Like a majority of galaxies, there is a supermassive black hole called Sag A*, at the centre of our home galaxy, the Milky Way (What is a black hole?).This black hole is equal to about four million suns, but this mass is compacted inside a small space and that’s why the gravity is so high. A variety of stars orbit Sag A*, and it is due to there orbits that we are able to infer Sag A*’s presence because otherwise black holes are so dense that even light cannot escape them, making them impossible to see.
Scientists have been trying to image this galactic centre and now a new video zooms into the centre of the galaxy to take a much closer look.

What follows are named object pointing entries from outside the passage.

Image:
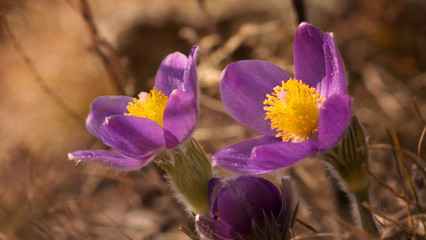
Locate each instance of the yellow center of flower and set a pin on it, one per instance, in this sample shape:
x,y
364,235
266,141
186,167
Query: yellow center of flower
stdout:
x,y
293,110
150,106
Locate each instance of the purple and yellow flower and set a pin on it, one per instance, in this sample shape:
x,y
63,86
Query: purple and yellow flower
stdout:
x,y
296,116
239,203
138,128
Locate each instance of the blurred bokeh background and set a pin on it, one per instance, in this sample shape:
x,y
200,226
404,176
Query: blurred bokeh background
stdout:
x,y
57,56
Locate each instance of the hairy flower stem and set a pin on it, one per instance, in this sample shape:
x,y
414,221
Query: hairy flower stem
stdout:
x,y
367,220
343,201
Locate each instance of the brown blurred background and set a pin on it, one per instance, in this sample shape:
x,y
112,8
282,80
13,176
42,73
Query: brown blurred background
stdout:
x,y
53,64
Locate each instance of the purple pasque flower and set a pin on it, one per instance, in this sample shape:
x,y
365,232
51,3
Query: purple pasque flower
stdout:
x,y
237,203
296,117
139,127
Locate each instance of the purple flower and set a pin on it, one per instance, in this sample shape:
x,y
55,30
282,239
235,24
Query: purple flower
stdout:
x,y
237,203
139,127
297,117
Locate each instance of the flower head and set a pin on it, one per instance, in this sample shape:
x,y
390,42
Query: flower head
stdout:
x,y
243,207
138,128
297,116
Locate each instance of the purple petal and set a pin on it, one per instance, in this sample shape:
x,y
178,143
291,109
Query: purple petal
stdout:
x,y
272,157
335,80
309,65
190,74
132,135
111,159
334,118
211,228
103,107
244,199
170,73
244,86
214,185
235,157
287,200
180,117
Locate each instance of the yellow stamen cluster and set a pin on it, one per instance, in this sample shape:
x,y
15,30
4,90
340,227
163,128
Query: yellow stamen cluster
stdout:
x,y
150,106
293,110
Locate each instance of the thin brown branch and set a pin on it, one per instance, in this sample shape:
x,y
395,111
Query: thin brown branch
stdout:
x,y
111,60
417,160
36,75
383,184
299,7
419,146
376,211
210,22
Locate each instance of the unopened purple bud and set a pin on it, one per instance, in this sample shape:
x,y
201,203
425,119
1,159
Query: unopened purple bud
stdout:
x,y
244,207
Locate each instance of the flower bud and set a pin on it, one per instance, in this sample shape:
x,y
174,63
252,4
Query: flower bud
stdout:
x,y
247,208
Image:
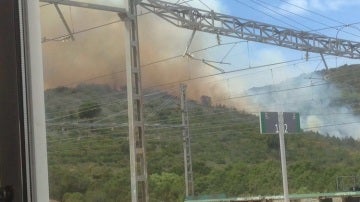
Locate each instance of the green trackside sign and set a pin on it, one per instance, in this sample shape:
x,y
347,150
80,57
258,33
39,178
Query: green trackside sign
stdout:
x,y
269,122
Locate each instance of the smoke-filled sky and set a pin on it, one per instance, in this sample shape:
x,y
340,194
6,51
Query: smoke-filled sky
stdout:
x,y
97,54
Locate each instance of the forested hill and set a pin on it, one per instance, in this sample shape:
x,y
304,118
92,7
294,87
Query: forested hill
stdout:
x,y
89,158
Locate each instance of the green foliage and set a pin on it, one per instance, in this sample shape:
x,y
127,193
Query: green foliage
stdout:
x,y
89,109
167,187
89,157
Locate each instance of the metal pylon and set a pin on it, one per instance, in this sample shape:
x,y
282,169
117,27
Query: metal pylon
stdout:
x,y
189,183
138,167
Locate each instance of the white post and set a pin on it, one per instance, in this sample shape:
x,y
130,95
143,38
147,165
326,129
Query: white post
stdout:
x,y
34,88
283,156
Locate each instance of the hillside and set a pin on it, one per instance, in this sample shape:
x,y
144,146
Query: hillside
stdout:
x,y
88,149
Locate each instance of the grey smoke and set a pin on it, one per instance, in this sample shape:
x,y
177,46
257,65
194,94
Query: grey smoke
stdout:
x,y
313,97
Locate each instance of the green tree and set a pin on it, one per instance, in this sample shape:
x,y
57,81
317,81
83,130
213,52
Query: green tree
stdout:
x,y
89,109
167,187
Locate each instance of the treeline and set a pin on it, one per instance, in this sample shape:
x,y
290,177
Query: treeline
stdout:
x,y
88,150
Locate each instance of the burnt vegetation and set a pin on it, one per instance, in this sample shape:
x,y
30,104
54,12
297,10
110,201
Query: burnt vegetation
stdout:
x,y
89,158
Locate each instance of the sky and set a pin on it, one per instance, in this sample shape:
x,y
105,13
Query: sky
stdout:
x,y
335,18
245,64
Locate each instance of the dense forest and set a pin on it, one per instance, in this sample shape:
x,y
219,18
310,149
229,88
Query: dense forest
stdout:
x,y
88,151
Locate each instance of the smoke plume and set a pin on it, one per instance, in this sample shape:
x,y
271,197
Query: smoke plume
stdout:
x,y
98,55
313,99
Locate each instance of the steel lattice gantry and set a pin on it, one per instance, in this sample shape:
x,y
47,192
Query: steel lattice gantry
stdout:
x,y
205,21
226,25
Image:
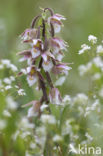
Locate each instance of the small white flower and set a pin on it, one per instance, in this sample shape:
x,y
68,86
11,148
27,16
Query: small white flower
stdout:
x,y
25,124
8,87
6,62
84,48
60,81
13,68
6,113
7,80
92,39
21,92
81,98
12,78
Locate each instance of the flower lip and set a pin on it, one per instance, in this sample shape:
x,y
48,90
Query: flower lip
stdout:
x,y
29,34
57,42
55,97
25,52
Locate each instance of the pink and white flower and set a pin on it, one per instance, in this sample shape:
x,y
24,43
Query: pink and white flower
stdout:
x,y
54,96
56,21
57,44
29,34
61,68
32,77
37,48
48,65
26,55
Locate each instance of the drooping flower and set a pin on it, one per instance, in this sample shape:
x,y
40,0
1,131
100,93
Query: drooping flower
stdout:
x,y
37,48
61,68
92,39
47,65
56,21
29,34
44,56
84,48
54,96
26,55
32,75
57,44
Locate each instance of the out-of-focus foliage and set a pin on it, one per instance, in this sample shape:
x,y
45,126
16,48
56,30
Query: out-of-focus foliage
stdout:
x,y
79,119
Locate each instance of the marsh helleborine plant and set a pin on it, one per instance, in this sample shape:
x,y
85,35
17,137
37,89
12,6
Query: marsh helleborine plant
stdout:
x,y
44,56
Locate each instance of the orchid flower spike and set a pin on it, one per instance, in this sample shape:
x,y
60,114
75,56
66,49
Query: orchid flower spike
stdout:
x,y
44,56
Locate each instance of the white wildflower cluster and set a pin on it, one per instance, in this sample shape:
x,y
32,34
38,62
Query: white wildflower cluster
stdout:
x,y
92,39
84,48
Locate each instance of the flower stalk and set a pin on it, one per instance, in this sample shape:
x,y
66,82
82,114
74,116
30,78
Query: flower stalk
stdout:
x,y
48,49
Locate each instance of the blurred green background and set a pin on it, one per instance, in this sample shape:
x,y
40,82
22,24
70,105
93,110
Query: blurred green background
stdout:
x,y
84,17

The video starts with a broad view of the Milky Way and then dives in towards the black hole. A swarm of stars can be seen orbiting an invisible object.
As we get closer to it, we see these stars, as observed by the NACO instrument on ESO’s Very Large Telescope (the last observation being from 2019). As we zoom in further, we see stars even closer to the black hole, observed with the GRAVITY instrument on ESO’s Very Large Telescope Interferometry in mid-2021.
Star S300 has never been seen before and star S29 is seen whipping around it at great speeds (8,740km per second) just 13 blllion km away from Sag A*. These latest observations, confirm that the stars follow paths exactly as predicted by General Relativity for objects moving around a black hole of mass 4.3 million times that of the Sun.
This is the most precise estimate of the Milky Way’s central black hole mass to date, with a precision of about 0.25%.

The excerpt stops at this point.